Dior's Golden Doll House
For the closing of the show, Maria Grazia Chiuri seeked Penny Slinger the feminist and surrealist artist to design the head-turning piece. The golden doll house covered in 24-carat gold leaf was influenced by Slinger's lifelong inspiration from houses, which had frequently represented the psyche in her work. While a movie celebrating Slinger's career is releasing, the powerful sign-off was a timely piece.
Chanel's Nostalgia in the Library
For her first couture collection for Chanel, artistic director Virginie Viard went back to classics. The pieces that hold a historical touch were showcased in a full-blown circular libray with bookshelves from floor to cieling complete with world classics. The whole scene brought out a serenity that only book lovers know. “I dreamt about a woman with nonchalant elegance and a fluid and free silhouette; everything I like about the Chanel allure,” said Viard when asked about the show that echoed a cultured 30s vibes.
Lauren Hutton flaunts Valentino
Pierpaolo Piccioli went extravagant playing with textures; joining sequins, feathers, and yarn together. But different textures is not only what Piccioli is including. For this show, Piccioli adressed the fashion industry's diversity problem. Aside from Gigi Hadid and Kaia Gerber, over half of the models for the show were women of color. The highlight of the night was when 75-year-old model and actress Lauren entered in a bold look charming us with old-school grace.

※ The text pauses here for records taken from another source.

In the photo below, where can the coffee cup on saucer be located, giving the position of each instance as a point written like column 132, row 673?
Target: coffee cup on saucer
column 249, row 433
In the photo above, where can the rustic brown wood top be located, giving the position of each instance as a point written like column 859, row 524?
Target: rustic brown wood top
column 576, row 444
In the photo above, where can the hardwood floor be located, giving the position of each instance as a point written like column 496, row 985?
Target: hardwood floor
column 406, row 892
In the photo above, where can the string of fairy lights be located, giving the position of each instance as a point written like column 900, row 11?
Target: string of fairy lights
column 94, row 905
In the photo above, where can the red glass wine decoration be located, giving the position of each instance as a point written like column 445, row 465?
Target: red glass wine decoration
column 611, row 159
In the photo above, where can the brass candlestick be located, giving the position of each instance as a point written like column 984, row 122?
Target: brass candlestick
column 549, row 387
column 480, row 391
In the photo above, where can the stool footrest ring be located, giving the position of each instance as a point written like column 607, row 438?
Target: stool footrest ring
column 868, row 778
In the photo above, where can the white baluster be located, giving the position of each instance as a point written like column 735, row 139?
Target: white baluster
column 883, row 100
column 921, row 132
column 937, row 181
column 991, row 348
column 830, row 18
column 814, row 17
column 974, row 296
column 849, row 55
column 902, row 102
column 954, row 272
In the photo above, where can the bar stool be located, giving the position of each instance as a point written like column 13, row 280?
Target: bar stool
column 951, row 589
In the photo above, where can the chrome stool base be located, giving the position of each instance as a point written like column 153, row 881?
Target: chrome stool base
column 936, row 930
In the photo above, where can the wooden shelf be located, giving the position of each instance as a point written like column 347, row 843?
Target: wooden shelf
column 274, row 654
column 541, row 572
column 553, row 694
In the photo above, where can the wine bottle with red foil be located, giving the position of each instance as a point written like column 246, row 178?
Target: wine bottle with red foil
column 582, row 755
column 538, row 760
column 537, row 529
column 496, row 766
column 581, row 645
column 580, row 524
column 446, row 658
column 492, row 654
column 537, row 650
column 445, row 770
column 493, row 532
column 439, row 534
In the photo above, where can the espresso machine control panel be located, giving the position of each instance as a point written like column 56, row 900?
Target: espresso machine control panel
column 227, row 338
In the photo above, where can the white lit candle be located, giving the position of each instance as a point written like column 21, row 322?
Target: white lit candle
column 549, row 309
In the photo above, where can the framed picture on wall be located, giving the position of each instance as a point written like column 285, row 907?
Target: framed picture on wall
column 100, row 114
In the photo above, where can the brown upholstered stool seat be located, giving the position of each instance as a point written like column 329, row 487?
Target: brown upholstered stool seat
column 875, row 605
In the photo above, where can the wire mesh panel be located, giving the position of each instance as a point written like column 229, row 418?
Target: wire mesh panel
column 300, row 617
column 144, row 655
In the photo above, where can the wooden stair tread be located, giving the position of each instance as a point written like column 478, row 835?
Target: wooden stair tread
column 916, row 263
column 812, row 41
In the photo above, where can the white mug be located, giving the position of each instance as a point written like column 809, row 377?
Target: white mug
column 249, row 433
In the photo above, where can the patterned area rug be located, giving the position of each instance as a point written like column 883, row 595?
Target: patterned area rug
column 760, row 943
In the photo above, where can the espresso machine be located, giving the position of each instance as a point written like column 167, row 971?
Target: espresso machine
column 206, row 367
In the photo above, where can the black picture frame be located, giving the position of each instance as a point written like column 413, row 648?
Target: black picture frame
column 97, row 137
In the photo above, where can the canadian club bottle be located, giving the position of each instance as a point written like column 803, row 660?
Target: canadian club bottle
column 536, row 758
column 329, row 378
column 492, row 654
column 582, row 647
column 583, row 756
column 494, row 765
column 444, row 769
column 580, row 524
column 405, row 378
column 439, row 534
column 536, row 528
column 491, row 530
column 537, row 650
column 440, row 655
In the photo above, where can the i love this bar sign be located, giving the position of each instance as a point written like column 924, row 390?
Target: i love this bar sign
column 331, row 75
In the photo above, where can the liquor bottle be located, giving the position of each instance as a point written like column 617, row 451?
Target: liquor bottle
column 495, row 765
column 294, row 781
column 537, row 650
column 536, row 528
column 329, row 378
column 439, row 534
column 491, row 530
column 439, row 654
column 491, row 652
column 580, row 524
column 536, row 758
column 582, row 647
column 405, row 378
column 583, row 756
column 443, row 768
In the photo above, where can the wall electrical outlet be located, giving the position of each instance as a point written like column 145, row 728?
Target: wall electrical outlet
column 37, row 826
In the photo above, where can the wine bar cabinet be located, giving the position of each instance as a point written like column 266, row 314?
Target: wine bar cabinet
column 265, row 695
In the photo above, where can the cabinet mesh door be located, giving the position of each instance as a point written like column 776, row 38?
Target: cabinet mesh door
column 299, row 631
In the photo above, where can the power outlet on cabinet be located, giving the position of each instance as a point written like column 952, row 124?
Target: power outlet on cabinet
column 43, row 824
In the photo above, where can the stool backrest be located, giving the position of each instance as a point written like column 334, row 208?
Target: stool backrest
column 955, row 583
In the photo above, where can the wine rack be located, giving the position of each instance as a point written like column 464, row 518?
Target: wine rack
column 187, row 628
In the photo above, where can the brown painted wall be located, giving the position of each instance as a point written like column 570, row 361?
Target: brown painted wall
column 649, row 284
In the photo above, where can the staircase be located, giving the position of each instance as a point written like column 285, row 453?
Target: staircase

Mechanized Gowns is a Glimpse towards the Future
Iris van Herpen made history with her futuristic collection made with the help of kinetic sculptor Anthony Howe. On top of the science behind the looks, Iris van Herpen put an otherworldly aesthetic appeal in the designs. The finale dress, handmade out of feathers and stainless steel, took four months to appear in this ethereal state. The outlandish scene created by the kinetic dresses in this collection will stay a bright spot in the legacy of couture.
Givenchy Goes Big with Feathers
It's not the first time Givenchy takes things to a higher level. And this time, by higher we mean bigger - and with a countless number of feathers. Kaia Gerber was just extravagant in the voluminous bird-like look. Clare Waight Keller made a huge statement with the green-ombre, body consuming gown. Gerber stole the show with only her face and hands showing from behind the feathers.
Maison Margiela's Men's Trousers Dress
John Galliano from Maison Margiela broke all the rules in couture week. With an unreal collection, made unique by rips, holes, and many belts, Galliano creates an anarchic spectacle. The collection transformed mundane menswear to fantasied dresses for women. The center of attention was the olive men's trousers that metamorphosed into a fully fledged gown with a rebellious flair.